A. Immunoprecipitation-mass spectrometry (IP-MS) for TWIST1 using the V5 tag, in undepleted (-dTAG, y-axis) versus depleted (+dTAG, x-axis) hCNCC protein extracts. Plotted data are the sum of two biological replicates. B. 3D structure of TWIST1 (aa101–170), TCF4 (aa565–624), and ALX4 (aa210–277) DNA binding domains bound to the Coordinator DNA sequence. DNA bases recognized by the TFs highlighted: cyan for TWIST1, green for TCF4, and magenta for ALX4. C. Zoom-in of contact between ALX4 and TWIST1. D. Sequence alignment of selected homeodomain TF loop sequences with sequence differences from ALX4 in bold, and structural alignment of ALX4 with MSX1 (PDB: 1IG7) and DLX3 (PDB: 4XRS). E. TWIST1 preference for Coordinator motif upon homeodomain overexpression (see Figure S6A for protein levels). TWIST1 peaks ranked from strongest to weakest in bins of 1000 peaks. F. Extent of Coordinator motif binding preference of V5-tagged TWIST1 and various loop mutants expressed in HEK293 cells (see Figure S6A for protein levels) with or without ALX4. Inset: structural alignment of TWIST1 in our structure with the AlphaFold-predicted (AF) or experimentally solved (PDB: 2QL2, 2YPA) of tested bHLH loops. G. EMSA probe sequences, gels, with Hill curve fits and estimated K_d and Hill coefficients (n).

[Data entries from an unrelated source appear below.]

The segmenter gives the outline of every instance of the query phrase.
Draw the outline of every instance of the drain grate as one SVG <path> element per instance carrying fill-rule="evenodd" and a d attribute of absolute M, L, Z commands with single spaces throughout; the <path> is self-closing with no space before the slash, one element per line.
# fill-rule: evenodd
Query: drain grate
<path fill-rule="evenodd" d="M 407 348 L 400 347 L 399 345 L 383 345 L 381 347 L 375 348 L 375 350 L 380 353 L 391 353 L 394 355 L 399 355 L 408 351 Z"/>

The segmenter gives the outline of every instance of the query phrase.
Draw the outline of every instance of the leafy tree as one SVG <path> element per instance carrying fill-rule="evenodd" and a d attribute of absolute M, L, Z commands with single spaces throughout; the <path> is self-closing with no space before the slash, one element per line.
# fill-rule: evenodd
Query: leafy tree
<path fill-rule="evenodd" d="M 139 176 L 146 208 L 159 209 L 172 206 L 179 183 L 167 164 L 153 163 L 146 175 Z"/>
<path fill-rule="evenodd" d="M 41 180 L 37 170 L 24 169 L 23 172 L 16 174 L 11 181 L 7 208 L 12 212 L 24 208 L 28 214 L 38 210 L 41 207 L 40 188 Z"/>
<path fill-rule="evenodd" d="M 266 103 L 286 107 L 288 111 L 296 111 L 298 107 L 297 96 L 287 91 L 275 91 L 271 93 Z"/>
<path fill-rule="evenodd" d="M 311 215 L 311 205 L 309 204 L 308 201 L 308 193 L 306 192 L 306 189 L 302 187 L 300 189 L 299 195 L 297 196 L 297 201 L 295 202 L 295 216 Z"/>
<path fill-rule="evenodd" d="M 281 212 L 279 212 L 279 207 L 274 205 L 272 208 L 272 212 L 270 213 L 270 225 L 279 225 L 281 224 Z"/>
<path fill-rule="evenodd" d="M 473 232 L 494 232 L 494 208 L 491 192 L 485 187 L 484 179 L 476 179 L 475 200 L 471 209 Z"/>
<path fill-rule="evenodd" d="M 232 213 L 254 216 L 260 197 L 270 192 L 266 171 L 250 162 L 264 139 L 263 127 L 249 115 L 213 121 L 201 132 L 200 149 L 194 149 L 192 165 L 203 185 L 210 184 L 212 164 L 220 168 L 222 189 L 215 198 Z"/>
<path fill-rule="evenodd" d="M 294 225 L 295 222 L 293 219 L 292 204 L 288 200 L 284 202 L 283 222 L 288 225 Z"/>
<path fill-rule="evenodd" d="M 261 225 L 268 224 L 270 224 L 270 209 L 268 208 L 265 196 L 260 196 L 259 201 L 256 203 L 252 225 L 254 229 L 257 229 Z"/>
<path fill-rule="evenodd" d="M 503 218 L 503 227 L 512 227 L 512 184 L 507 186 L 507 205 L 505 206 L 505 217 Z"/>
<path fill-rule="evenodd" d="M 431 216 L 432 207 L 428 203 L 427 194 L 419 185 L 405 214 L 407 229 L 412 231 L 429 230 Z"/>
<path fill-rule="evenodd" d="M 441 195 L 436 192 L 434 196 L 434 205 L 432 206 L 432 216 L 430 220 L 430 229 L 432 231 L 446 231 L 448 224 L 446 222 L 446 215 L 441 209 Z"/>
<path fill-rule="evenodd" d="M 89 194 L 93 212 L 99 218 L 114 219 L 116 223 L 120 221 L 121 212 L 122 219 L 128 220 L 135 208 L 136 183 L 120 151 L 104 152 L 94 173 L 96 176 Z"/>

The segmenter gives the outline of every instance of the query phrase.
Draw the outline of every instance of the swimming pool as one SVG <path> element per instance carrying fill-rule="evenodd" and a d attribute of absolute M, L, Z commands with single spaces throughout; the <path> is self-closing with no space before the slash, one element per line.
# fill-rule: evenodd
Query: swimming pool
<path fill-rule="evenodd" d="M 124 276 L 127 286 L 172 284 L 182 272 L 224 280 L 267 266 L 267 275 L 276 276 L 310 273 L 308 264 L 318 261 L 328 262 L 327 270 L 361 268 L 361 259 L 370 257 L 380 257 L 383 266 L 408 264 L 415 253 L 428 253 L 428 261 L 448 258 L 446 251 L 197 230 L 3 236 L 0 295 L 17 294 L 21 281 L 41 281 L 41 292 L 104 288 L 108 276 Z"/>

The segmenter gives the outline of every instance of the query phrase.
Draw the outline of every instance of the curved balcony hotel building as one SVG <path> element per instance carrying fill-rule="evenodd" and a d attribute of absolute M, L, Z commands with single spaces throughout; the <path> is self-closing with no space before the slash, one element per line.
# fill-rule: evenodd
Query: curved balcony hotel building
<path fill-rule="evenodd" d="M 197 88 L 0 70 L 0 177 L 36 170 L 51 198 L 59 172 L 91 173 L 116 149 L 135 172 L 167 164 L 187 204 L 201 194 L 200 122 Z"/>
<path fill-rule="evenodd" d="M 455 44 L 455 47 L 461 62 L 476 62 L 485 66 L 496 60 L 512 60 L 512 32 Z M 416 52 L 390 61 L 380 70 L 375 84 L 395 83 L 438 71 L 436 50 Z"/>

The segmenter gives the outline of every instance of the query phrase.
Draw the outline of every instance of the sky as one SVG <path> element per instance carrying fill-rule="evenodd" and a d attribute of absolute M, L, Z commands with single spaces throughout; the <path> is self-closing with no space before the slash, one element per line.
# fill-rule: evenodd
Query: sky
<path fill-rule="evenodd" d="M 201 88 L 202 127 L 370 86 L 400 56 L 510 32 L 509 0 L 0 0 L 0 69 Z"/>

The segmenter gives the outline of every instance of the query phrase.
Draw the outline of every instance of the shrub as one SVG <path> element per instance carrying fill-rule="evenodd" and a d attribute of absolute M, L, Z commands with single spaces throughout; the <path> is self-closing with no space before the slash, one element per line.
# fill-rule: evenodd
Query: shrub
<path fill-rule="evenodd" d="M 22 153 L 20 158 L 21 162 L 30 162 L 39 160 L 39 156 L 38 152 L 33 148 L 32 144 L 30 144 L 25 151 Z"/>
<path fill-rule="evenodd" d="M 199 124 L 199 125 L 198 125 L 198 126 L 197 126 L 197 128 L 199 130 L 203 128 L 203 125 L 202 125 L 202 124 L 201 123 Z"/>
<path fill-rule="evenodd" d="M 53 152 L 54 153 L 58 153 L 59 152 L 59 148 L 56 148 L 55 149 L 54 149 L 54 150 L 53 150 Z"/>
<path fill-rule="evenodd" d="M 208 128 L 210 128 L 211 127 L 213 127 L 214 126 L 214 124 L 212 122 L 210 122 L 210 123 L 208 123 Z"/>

Figure 7.. The roles of Coordinator-binding TFs in facial shape variation.

A-E. Facial shape effects associated with genetic variants at loci encoding Coordinator-binding TFs (A, TWIST1; B, ALX1; C, MSX1; D, ALX4; E, PRRX1). LocusZoom plots (left) show SNPs plotted by p-value of facial shape association and colored by linkage disequilibrium (r²) to the lead SNP in each locus. Note that p-values are with respect to the trait of each lead SNP. Coordinates in hg19. Facial shape effects of each lead SNP near Coordinator-binding TF genes, as normal displacement (displacement in the direction normal to the facial surface) for the facial region (Figure S7A) with highest significance for each lead SNP. F. Facial shape heritability enrichment at TWIST1-dependent regulatory regions. Vertical line indicates enrichment in all hCNCC distal ATAC peaks; flanking dashed lines indicate error bars (s.e.m.).